Кинобиография режиссера обрамлена двумя Каннскими триумфами: в 1987 году Канны отдали ему Специальный Гран-При, а тремя десятилетиями ранее, в 1956-м, его игровой дебют «Лурджа Магданы» получил здесь приз в конкурсе короткого метра. Свою первую награду Абуладзе разделил с другом Резо Чхеидзе — лента была поставлена их совместными усилиями. Сказать по правде, короткометражкой ее можно назвать только условно: идет она немногим более часа и впоследствии Абуладзе снимет еще три картины, длительность которых составит всего 1:15. Точно также не стоит (как это могут сделать некоторые) относить фильм в разряд детского кино — хоть и назван он в честь симпатичного ослика. Однажды нехороший богач-купец бросил того на дороге: «Не оживет». Умирающее животное заметили бедняки-детишки. «Мы его выходим!», — дружно и радостно решили они. И выходили! И назвали Лурджей. Выздоровевший осел стал помогать приютившей его семье. И теперь Магдане, матери-одиночке, не приходится больше таскать на себе товар в город, серьезное облегчение! Всем хорошо, жизнь — прекрасна!.. Пока однажды случайно повстречавшийся им купец — тот самый — не узнает свое «имущество» и не предъявит на него свои «законные» права. В мире, где все решает золотая монета, бывает добро, но не бывает справедливости…

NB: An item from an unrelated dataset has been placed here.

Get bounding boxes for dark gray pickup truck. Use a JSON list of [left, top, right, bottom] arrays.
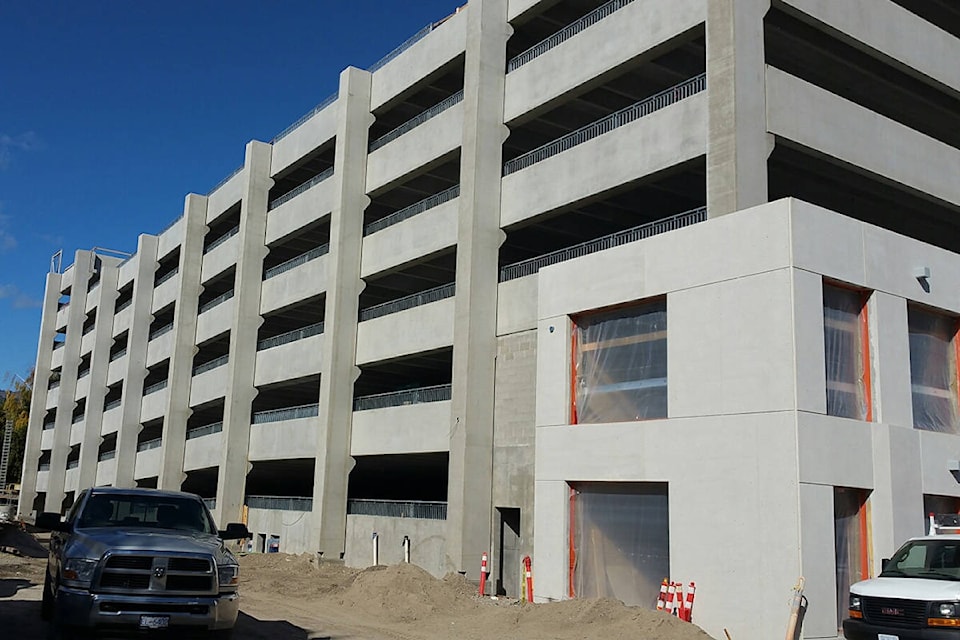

Впитав в себя уроки итальянского неореализма (корни которого, между прочим, уходят в поэтику ряда советских фильмов), Абуладзе и Чхеидзе пусть и не добились правды для своих героев, но приложили все усилия, чтобы правдой дышал каждый эпизод их картины. Наполнив пространство кадра не только деталями, но и жизнью (сказался, разумеется, их предыдущий опыт работы в документалистике), они сразу показали себя достаточно зрелыми мастерами, которые знают, про что хотят снимать, и понимают, какие средства необходимо использовать. Однако, как это обычно и бывает, после совместного дебюта пути двух постановщиков разошлись: каждый получил право на самостоятельные свершения. Вершиной Рехо Чхеидзе станет картина «Отец солдата» — великая повесть о Великой Отечественной, один из лучших наших фильмов о войне. Тенгиз Абуладзе считал главным делом всей своей жизни трилогию «Древо желания», «Покаяние», «Мольба» (именно в такой последовательности). Но прежде чем перейти к этим шедеврам, вспомним о других работах Абуладзе — пусть менее великих, но от того не менее интересных.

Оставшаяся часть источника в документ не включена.